Op de website van Helpling (…) staat een aantal algemene vragen met antwoorden (FAQ) geformuleerd. Deze algemene vragen zijn ter zitting in hoger beroep aan de orde geweest. Op de vraag: “Hoe loopt de betaling?” antwoordt Helpling: “De betaling verloopt automatisch. (…).” Op de vraag “Mijn betaling is mislukt, kan ik het zelf overmaken of contant betalen?” antwoordt Helpling: “Nee, dit kun je niet zelf doen. Omdat je ook een gebruikersvergoeding betaalt aan Helpling dienen alle betalingen via het online betaalsysteem te verlopen.
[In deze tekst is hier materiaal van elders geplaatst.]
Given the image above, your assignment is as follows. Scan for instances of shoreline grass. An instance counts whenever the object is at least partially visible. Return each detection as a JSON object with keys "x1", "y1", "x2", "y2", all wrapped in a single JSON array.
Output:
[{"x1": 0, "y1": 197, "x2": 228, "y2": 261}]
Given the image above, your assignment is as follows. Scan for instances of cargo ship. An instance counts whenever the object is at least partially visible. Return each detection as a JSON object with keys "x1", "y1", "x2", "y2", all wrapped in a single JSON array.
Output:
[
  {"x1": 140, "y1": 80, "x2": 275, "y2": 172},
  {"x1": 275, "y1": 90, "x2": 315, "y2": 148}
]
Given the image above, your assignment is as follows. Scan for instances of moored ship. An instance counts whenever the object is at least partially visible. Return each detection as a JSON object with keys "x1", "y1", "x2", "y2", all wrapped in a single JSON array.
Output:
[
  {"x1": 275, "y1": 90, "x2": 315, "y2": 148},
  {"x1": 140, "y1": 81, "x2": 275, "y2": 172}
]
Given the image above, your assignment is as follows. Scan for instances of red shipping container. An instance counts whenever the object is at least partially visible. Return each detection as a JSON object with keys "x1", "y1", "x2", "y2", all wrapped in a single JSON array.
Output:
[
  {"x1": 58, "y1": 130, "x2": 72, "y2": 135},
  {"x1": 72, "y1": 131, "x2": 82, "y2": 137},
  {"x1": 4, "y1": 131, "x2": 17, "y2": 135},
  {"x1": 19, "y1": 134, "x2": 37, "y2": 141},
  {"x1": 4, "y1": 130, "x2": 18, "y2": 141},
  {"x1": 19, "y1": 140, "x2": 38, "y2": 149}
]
Helpling werkt samen met de betaalprovider Stripe, zij beheren alle betalingen namens ons”. Het huishouden mag volgens de website de reguliere loonbetaling dus niet rechtstreeks aan de schoonmaker overmaken, maar moet dit doen via de door Helpling voorgeschreven betalingsdienst Stripe. Vanuit commercieel oogpunt is dit alleszins logisch, want slechts dan houdt Helpling er zicht op dat naast het overeengekomen loon ook de verschuldigde commissie van 23% of 32% wordt betaald. Helpling heeft ter zitting in hoger beroep verklaard dat het in sommige gevallen wel is toegestaan dat huishoudens schoonmakers rechtstreeks betalen, onder andere wanneer er op grond van de corona-maatregelen niet gewerkt is en de huishoudens toch (onverplicht) willen betalen. In dat geval maakt Helpling geen aanspraak op commissie, en hoeft de betaling ook niet via Stripe plaats te vinden. Ter zitting verklaarde Helpling dat ook in geval van ziekte rechtstreekse betaling door het huishouden aan de schoonmaker is toegestaan. Uit de website blijkt echter niet dat Helpling dit stimuleert, er blijkt zelfs niet uit dat dit is toegestaan. Het hof constateert daarmee dat bij de gebruikelijke gang van zaken, dat wil zeggen wanneer er werkzaamheden zijn verricht, Helpling het aan de huishoudens voorschrijft te betalen op een door Helpling voorgeschreven wijze, namelijk via de door haar voorgeschreven betalingsdienst Stripe. Die gang van zaken is zeer ongebruikelijk in het geval van een tussen huishouden en schoonmaker bestaande arbeidsovereenkomst. Werkgever en werknemer mogen immers zelf overeenkomen hoe er betaald wordt, mits is voldaan aan de wettelijke voorschriften, en het is niet aan een derde dat te bepalen. De voorgeschreven betaalwijze via Stripe is daarom moeilijk verenigbaar met de aanwezigheid van een arbeidsovereenkomst tussen huishouden en schoonmaker.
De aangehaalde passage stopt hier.